Theoretical Solid State Physics

Breadcrumb Navigation

Our group focuses on the study of strongly correlated many particle systems, where interactions play an important role. To do so we use and develop advanced theoretical tools, in particular tensor network and functional renormalization group methods.

Recent research highlights:

We demonstrate that low dimensional Kondo-Heisenberg systems, consisting of itinerant electrons and localized magnetic moments (Kondo impurities), can be used as a principally new platform to realize scalar chiral spin order. The underlying physics is governed by a competition of the Ruderman-Kittel-Kosuya-Yosida (RKKY) indirect exchange interaction between the local moments with the direct Heisenberg one.
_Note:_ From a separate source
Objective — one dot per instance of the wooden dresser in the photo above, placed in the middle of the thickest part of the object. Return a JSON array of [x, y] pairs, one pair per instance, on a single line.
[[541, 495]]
When the direct exchange is weak and RKKY dominates, the isotropic system is in the disordered phase. A moderately large direct exchange leads to an Ising-type phase transition to the phase with chiral spin order. Our finding paves the way towards pioneering experimental realizations of the chiral spin liquid in systems with spontaneously broken time-reversal symmetry.

We show that the paradigmatic Ruderman-Kittel-Kasuya-Yosida (RKKY) description of two local magnetic moments coupled to propagating electrons breaks down in helical Luttinger liquids when the electron interaction is stronger than some critical value. In this novel regime, the Kondo effect overwhelms the RKKY interaction over all macroscopic interimpurity distances. This phenomenon is a direct consequence of the helicity (realized, for instance, at edges of a time-reversal invariant topological insulator) and does not take place in usual (nonhelical) Luttinger liquids.

The conductance through quantum point contacts (QPCs) is quantized in units of the conductance quantum. In addition to this well understood quantization, measured curves exhibit a shoulder at around 0.7 times the conductance quantum. In this regime, the electrical and thermal conductance show anomalous behavior in their dependence of parameters such as temperature, magnetic field or applied bias. These effects are collectively known as the 0.7-anomaly in QPCs. Their origin has been controversially discussed ever since they were first mentioned in 1996. Based on previous work in our group (Nature 501, 73–78, 2013), we show a possible path to unify different points of view on the origin of the 0.7-anomaly: Using a real-frequency Keldysh-fRG calculation, we find that throughout the subopen 0.7-anomaly region the barrier-induced peak of the local density of states is pinned to the chemical potential. Throughout the pinning region electrons traversing the QPC experience a spatially extended, slowly fluctuating spin background. This view bridges the gap between two previous, seemingly contradictory phenomenological descriptions, one based on localized but dynamic spins, the other on spatially extended but static spin structures.

We study the Kondo chain in the regime of high spin concentration where the low energy physics is dominated by the Ruderman-Kittel-Kasuya-Yosida (RKKY) interaction. As has been recently shown (A. M. Tsvelik and O. M. Yevtushenko, Phys. Rev. Lett {\bf 115}, 216402 (2015)), this model has two phases with drastically different transport properties depending on the anisotropy of the exchange interaction. In particular, the helical symmetry of the fermions is spontaneously broken when the anisotropy is of the easy plane type (EP). This leads to a parametrical suppression of the localization effects. In the present paper we substantially extend the previous theory, in particular, by analyzing a competition of forward- and backward-scattering, including into the theory short range electron interactions and calculating spin correlation functions. We discuss applicability of our theory and possible experiments which could support the theoretical findings.